Merci. J’en ai plusieurs : mais l’un des principaux serait est de travailler pour que le secteur de la construction puisse changer radicalement afin de répondre à la question du changement climatique et de proposer des solutions.

Outre le BIM et le digital, quelles sont tes passions à titre personnelle ?

Voyager ! J’aime aussi l’art et j’aime visiter des expositions, j’attends avec impatience les mois d’hiver pour pratiquer les sports d’hiver (ski, snowboard, ski de fond et patin à glace).

Qu’aimes en Angleterre ? Et en quoi a-t-il été difficile de s’intégrer ?

Les opportunités qu’elle nous offre, les jeunes, en particulier à nous, les jeunes femmes talentueuses. Heureusement, il n’a pas été difficile de s’intégrer, car je me suis entouré de personnes intelligentes partageant les mêmes centres d’intérêt que moi.

Connais-tu un peu le marché français de l’AEC. Qu’en penses-tu ?

Malheureusement, je le connais peu. Il y a quelques années j’ai collaboré avec le projet MINnD sur la partie juridique et contractuelle avec le professeur Ciribini et nous avons également participé à EDUBIM en 2016. Par rapport à d’autres pays, il me semble que la France investit dans la partie infrastructure, un enjeu très important. Souvent, le matériel publié est uniquement en français et c’est dommage car il ne peut pas être utilisé par un public plus large.
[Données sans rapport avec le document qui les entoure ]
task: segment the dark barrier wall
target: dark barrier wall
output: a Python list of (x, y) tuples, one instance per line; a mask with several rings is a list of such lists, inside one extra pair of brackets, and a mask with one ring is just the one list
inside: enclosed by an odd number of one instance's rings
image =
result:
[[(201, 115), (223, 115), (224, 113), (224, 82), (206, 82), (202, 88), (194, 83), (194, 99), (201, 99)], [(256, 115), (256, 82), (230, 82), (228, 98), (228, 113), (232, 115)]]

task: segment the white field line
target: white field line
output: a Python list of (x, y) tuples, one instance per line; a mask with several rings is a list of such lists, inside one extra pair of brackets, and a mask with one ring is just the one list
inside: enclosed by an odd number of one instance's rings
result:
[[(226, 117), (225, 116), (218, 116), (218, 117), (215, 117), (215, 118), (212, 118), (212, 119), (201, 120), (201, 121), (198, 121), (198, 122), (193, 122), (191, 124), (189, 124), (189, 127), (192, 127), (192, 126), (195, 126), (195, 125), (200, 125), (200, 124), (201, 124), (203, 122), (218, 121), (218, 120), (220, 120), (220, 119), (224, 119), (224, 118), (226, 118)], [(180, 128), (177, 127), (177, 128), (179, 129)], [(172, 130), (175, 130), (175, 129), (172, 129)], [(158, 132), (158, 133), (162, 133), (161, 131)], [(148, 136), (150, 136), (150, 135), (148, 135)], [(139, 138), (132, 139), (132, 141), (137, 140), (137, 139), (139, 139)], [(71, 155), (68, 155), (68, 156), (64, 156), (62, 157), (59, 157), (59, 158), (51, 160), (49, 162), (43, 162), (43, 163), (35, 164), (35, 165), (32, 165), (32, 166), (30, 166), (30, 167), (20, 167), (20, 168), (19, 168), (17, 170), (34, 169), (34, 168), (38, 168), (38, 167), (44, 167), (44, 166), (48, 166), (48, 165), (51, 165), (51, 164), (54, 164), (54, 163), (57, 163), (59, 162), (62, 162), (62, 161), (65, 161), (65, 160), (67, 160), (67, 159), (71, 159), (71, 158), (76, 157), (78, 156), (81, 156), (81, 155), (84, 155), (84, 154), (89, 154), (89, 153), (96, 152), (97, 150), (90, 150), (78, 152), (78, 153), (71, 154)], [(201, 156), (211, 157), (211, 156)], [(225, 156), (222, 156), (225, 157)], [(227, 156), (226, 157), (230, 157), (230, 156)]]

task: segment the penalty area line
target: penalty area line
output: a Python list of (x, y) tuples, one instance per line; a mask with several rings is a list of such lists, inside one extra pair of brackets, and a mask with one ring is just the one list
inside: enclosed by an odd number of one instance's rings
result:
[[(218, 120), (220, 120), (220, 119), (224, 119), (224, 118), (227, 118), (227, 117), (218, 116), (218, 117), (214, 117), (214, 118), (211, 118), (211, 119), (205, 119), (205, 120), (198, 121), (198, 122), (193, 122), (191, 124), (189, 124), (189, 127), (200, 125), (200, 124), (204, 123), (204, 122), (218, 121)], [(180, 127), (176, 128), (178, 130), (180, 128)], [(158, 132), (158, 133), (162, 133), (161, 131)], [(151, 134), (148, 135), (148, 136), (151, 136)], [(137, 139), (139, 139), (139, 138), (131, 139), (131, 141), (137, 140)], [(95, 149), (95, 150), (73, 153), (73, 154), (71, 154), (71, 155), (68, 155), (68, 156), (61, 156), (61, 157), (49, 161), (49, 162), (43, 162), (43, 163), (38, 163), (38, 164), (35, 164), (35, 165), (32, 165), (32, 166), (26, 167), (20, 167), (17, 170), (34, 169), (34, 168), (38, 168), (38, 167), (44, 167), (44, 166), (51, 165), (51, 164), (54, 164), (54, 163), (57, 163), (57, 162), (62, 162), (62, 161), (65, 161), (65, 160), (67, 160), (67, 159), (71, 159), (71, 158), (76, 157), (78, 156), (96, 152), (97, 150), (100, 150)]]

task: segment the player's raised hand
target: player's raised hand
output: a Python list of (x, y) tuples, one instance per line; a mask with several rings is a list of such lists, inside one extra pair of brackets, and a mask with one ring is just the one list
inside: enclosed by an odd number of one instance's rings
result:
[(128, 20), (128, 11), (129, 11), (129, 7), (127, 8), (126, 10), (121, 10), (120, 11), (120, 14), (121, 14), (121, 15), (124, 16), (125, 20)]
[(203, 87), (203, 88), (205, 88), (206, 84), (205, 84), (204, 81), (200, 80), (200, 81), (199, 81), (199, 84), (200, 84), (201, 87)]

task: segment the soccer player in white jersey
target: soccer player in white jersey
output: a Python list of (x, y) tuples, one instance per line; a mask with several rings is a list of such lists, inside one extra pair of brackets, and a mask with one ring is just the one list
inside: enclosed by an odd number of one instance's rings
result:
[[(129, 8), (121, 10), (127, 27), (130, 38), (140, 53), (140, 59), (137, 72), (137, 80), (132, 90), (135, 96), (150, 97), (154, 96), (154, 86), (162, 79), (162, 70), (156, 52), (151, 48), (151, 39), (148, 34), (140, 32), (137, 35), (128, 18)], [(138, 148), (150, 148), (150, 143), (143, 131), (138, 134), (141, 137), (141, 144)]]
Heureusement, c’est toi Emmanuel qui, avec ton blog, permet à un plus large public de découvrir le travail français !

Aimerais-tu dire quelque chose de particulier à nos lecteurs et à nos lectrices ?

Laissez de la place aux jeunes talents : ensemble, vous pouvez aller très loin et obtenir des résultats que vous n’auriez jamais imaginés être possibles !

Photo par Stewart Turkington – www.stphotos.co.uk

Chère Marzia, nous te remercions beaucoup pour cette interview et nous te souhaitons de continuer sur la voie du succès.